The system message helps set the behavior of the assistant. If properly crafted, the system message can be used to set the tone and the kind of response by the model.
gpt-3.5-turbo-0301 does not always pay strong attention to system messages. Future models will be trained to pay stronger attention to system messages.
However this can be overcome by making the system instruction more explicit, detailed and comprehensive.
@raul_pablo_garrido_c is trying to refer to context length of the model but is wrong about how it works. If the system message is included in the conversation, and the request is valid, the model will respond to the chat completion request.
If the system message is in the beginning of the messages array in the API argument, would this “context” have less weight than if it were at the end of the messages array?
I stumbled on this thread randomly. But I find that whenever my request exceeds the token limit, the system prompt is lost.
I found out about this because sometimes a Whisper API transcription spirals out into an endless list of character repetitions.

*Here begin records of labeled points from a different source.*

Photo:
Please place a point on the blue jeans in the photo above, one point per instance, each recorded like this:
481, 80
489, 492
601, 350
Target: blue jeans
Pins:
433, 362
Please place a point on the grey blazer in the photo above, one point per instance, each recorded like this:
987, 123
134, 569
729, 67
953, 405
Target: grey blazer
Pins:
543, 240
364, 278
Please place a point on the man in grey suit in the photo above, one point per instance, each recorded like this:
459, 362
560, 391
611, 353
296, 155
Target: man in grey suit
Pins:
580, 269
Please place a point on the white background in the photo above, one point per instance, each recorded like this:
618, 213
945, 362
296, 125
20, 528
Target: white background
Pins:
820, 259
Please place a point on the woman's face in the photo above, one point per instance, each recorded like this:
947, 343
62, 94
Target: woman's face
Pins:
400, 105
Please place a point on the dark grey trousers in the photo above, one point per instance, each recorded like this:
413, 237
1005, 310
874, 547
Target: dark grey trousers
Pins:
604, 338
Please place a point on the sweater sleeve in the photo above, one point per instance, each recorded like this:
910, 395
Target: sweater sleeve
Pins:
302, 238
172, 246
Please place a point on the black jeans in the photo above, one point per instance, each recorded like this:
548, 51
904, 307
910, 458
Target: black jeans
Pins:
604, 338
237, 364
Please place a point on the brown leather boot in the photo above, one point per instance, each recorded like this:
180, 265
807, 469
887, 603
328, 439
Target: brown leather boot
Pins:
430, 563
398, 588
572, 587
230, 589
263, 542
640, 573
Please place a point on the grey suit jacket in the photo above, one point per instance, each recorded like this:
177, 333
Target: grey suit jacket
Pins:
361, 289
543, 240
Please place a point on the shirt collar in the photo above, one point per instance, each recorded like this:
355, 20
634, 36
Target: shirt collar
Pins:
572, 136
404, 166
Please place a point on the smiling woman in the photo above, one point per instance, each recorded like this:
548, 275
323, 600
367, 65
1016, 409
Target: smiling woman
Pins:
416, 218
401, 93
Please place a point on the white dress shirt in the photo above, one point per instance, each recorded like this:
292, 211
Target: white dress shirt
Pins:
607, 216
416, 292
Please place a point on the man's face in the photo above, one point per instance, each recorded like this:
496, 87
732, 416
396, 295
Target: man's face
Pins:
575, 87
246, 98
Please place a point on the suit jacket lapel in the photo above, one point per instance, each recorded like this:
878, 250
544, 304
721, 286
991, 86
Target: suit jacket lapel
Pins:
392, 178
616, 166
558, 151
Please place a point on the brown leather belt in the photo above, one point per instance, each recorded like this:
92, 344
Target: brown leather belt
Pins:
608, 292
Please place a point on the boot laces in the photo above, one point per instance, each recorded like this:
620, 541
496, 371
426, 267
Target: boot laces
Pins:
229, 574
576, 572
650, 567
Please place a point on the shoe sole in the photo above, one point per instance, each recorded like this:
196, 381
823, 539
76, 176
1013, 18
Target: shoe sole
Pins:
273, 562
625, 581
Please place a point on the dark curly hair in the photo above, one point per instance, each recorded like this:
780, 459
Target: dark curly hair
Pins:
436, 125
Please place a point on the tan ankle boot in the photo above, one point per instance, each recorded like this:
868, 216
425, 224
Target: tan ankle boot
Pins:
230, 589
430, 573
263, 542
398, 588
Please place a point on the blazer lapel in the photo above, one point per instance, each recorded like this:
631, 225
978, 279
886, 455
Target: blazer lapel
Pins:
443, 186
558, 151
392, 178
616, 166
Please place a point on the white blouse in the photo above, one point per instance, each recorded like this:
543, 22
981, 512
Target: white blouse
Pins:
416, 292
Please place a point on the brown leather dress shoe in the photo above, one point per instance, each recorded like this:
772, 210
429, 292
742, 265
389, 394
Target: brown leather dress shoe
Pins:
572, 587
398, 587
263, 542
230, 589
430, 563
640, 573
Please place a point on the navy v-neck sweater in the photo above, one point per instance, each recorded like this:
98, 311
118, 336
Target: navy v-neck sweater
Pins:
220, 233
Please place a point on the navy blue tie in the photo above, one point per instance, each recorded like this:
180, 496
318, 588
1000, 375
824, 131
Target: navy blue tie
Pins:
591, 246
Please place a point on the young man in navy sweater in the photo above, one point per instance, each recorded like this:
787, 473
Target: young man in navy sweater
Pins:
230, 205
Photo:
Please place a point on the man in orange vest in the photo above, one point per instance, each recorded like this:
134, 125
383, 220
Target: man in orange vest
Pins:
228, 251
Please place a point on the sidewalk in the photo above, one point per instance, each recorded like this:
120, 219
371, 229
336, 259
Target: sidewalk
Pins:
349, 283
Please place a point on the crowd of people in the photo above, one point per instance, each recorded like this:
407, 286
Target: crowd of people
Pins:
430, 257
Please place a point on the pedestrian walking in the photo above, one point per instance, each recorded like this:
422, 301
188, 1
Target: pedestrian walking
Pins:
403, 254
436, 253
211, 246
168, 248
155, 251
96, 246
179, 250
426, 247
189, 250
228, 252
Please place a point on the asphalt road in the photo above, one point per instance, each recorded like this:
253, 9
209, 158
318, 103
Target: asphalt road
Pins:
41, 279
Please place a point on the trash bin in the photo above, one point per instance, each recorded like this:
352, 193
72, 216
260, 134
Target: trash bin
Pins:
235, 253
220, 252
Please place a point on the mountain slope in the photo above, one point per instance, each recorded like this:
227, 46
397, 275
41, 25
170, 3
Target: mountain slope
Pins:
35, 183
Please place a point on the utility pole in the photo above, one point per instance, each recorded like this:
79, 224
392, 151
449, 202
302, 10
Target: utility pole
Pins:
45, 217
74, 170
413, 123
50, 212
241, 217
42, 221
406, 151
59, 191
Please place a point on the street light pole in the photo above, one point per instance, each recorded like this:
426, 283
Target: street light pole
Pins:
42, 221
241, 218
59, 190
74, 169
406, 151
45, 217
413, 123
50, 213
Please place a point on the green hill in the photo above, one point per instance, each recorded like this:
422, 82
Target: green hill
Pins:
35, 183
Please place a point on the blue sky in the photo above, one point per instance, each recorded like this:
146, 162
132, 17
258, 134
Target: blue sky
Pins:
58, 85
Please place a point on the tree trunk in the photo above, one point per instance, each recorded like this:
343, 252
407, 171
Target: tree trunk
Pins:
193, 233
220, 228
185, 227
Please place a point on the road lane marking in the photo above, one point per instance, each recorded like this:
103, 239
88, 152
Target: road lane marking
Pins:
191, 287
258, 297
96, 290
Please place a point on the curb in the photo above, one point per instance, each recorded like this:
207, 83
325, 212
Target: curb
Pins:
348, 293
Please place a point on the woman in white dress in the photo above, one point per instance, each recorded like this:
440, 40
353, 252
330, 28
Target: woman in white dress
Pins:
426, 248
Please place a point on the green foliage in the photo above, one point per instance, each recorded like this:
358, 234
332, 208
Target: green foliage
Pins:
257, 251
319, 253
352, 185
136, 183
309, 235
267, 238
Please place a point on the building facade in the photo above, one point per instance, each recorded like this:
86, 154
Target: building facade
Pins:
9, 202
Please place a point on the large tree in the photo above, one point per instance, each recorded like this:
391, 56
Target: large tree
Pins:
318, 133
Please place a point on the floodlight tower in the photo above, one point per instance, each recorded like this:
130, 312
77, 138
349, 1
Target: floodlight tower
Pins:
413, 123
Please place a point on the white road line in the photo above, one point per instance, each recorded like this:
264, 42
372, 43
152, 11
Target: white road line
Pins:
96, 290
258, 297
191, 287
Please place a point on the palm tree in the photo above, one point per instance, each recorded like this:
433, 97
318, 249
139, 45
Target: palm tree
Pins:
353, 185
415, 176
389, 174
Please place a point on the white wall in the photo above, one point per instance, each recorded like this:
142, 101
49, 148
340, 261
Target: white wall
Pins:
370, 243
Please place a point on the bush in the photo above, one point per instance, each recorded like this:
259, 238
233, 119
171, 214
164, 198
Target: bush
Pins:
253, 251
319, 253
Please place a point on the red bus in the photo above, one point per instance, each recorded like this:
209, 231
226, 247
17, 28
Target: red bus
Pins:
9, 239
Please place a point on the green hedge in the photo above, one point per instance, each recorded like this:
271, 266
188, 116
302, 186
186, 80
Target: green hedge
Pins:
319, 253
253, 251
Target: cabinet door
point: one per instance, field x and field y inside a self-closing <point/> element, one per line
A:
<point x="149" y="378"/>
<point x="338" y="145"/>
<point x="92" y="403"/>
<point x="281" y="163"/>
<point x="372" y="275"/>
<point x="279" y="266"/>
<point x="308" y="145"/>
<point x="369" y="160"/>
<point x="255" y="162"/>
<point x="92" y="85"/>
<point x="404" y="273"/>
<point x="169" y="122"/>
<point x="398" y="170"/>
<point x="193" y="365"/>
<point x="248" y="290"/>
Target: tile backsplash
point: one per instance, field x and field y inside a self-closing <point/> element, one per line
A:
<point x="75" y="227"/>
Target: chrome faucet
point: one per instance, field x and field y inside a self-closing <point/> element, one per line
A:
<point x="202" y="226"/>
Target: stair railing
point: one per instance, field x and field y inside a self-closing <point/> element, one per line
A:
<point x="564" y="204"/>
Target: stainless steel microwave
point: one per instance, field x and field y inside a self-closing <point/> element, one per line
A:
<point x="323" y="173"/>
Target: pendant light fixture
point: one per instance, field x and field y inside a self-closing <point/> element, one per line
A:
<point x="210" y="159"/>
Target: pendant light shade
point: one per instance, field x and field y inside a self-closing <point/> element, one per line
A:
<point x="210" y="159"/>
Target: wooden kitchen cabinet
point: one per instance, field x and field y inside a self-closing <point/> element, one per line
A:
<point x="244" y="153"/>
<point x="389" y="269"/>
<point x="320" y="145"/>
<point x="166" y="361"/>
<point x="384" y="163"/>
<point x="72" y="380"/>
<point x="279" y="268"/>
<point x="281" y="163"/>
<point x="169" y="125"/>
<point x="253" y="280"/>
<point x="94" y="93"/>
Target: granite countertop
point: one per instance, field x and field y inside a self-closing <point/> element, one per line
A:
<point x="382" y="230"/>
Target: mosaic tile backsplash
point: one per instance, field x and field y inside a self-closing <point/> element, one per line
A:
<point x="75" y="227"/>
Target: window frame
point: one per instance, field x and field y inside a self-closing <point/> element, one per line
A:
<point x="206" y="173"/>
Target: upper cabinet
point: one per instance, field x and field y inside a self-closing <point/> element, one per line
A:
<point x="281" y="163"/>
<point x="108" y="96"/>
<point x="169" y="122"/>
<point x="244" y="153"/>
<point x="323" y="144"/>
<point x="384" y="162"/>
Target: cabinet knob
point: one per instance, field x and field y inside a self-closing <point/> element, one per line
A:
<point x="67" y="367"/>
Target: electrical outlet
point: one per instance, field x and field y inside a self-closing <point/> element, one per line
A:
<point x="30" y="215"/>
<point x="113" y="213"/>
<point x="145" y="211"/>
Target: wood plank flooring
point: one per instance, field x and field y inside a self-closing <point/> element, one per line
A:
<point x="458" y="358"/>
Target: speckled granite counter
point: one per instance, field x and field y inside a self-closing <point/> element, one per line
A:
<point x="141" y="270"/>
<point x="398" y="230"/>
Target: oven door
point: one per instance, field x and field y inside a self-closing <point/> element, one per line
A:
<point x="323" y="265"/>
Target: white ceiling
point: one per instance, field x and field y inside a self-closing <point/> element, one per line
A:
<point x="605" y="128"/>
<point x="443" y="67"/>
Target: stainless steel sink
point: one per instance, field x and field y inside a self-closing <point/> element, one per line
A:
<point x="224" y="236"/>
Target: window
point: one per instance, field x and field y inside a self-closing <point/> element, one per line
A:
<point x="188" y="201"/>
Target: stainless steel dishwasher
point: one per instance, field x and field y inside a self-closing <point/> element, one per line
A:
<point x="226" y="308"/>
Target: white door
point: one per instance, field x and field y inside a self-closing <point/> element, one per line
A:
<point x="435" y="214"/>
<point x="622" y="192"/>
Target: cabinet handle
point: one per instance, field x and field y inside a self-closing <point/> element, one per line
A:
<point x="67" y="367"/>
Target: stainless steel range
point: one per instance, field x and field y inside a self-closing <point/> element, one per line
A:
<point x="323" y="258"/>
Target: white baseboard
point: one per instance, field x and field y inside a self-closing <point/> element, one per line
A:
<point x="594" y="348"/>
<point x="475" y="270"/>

The transcription is sent to GPT4 for translation and my system prompt includes an instruction to omit character repetitions, though every time the aforementioned problem occurs, the repeated characters are not removed in the API response.
From this observation I started wondering why this happens, and I think it’s logical to conclude that the system prompt does not take precedence.
I don’t know if putting the system message at the end of the array would affect this though. I never thought of that, but it’s worth a try.
That would make sense, since the longer the overall content, the more “noise” there is. Try to cut the conversation short by implementing a sliding window (last 10 or so messages).
I came looking for descriptions that the context window is competing with the system prompt and you guys are thinking the same. I am wondering what you figured out since.